Wednesday’s final CPI reading is crucial simply due to the pressure that inflation has placed upon Mario Draghi and the ECB. Following a poor TLTRO takeup, it is expected that the ECB are moving closer to QE and any move lower in this could push him closer towards that move. However, this is a final number and thus we have already seen the first estimate come in at 0.3%. Expectations point towards it remaining there, but any move could really spark interest in the markets.
Asia & Oceania
A big week ahead in Asia, where Japan in particular has alot to look out for given Sundays snap elections and BoJ announcement later in the week. Sunday’s election in Japan took many by surprise given that most do not see Shinzo Abe’s role as being jeopardy at all. The ability to finally end a decade of deflation and poor growth means Abe has a great degree of support in Japan. However, he clearly feels there is the need to gain a greater majority and thus he used this election as a means to both gain that along with the ability to ratify public opinion on the very divisive issue of an increased military force. However, Abe will be less than happy by recent developments, which have seen the economy move into recession. Thus it is unlikely that Abe will gain much ground at this election, yet I also do not think he is going to be suffering too much given the impact his measures have had. Therefore I do not think we will see too much of a difference in the voting and ultimately I believe Abe will be re-elected quite comfortably.

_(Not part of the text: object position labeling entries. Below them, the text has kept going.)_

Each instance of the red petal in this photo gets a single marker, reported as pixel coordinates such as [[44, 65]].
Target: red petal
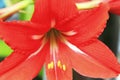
[[28, 69], [42, 14], [81, 0], [61, 72], [21, 34], [115, 6], [87, 25], [63, 9], [95, 60]]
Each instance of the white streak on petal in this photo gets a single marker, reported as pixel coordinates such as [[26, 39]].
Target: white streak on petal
[[74, 48], [37, 37], [69, 33]]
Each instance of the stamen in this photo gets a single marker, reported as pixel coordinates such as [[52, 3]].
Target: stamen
[[64, 67], [59, 64], [37, 37], [69, 33], [51, 65], [88, 4]]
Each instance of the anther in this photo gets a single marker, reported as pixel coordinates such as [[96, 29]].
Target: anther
[[50, 65], [64, 67]]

Friday sees the BoJ make yet another crucial decision in relation to monetary policy, following a much more dovish stance in recent months. The decision to ease further, raising asset purchases from 50 to 80 trillion yen was a big surprise and has led to major selling of the currency in the FX markets. However, with disinflation persisting and the country now in recession, it is possible we could see another move in the next few months. Therefore keep a keen eye out for this release as a potential source of volatility.
Finally, the Chinese HSBC manufacturing PMI figure is going to be the only figure out of China to be watching out for. This focuses predominantly upon the smaller to medium sized firms (SMEs) and thus any downturn in the region will often show on this measure first. Given last month’s number of 50, the measure is teetering on contraction, leading many to believe we could see that fall back below 50 following 5 months of positive growth. Therefore, keep on the look out for a potential drop below 50 to spark off fears of yet another deterioration in the Chinese region which typically has an impact upon the global market sentiment.